Media please note: Beyond official announcements, #Sudan is still pounded & bombarded, with millions of civilian lives at risk. We’ve had over a month of broken promises & empty words while humanitarian colleagues were killed together with children & others & hospitals destroyed https://t.co/e3ss9fP2yB
— Karl Schembri / Abu Salman (@Karl_Schembri) May 22, 2023
This time, assure Riyadh and Washington, there will be “a ceasefire monitoring mechanism” bringing together representatives of both sides as well as the United States and Saudi Arabia.
US Secretary of State Antony Blinken released a video overnight, assuring that “if the ceasefire is violated (…), we will hold those who violate it to account with our sanctions and other tools”.
Disused hospitals
Meanwhile, for the sixth week in a row, Khartoum’s five million residents have started their day in blistering heat, with most without water, electricity and telecommunications.
The war has made this city uninhabitable: everything has been destroyed,” laments Thouraya Mohammed, who hopes to be able to escape and take his father to a doctor.
“We are all hungry, the children, the old, everyone is suffering from the war. We have no more water,” Souad al-Fateh, a resident of Khartoum, told AFP.
Doctors continue to warn regarding the tragic fate of hospitals: in Khartoum as in Darfur, they are almost all out of order.
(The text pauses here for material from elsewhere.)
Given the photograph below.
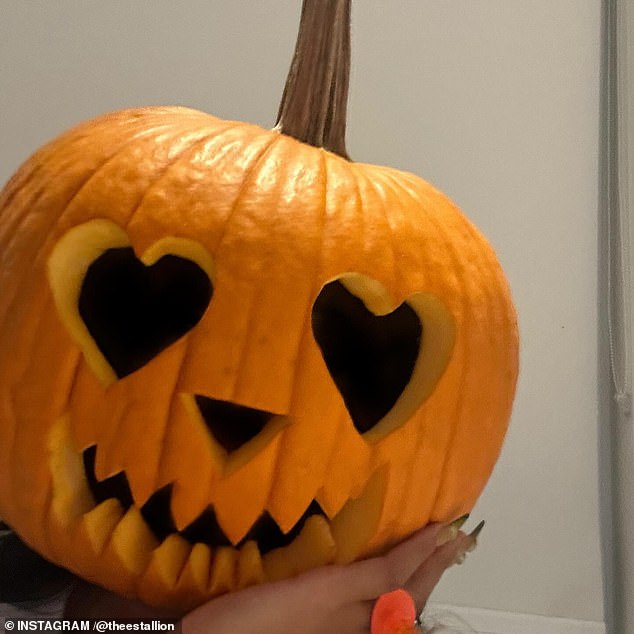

Those which have not been bombed have no more stocks or are occupied by belligerents.
Read also Humanitarian aid in Sudan, between security challenge and bureaucratic headache
On Tuesday, the doctors’ union announced the closure of a new hospital in the greater suburbs of Khartoum. Caught in the crossfire, its staff was forced to stop working.
On the one hand, “several times, FSR fighters attacked patients and medical staff by shooting in the corridors of the hospital”, reports the union. On the other, high-ranking members of the regular army lead “a campaign of lies and rumours” once morest doctors who receive “threats”.
If the conflict continues, warns the UN, a million additional Sudanese might flee to neighboring countries which fear a contagion of violence.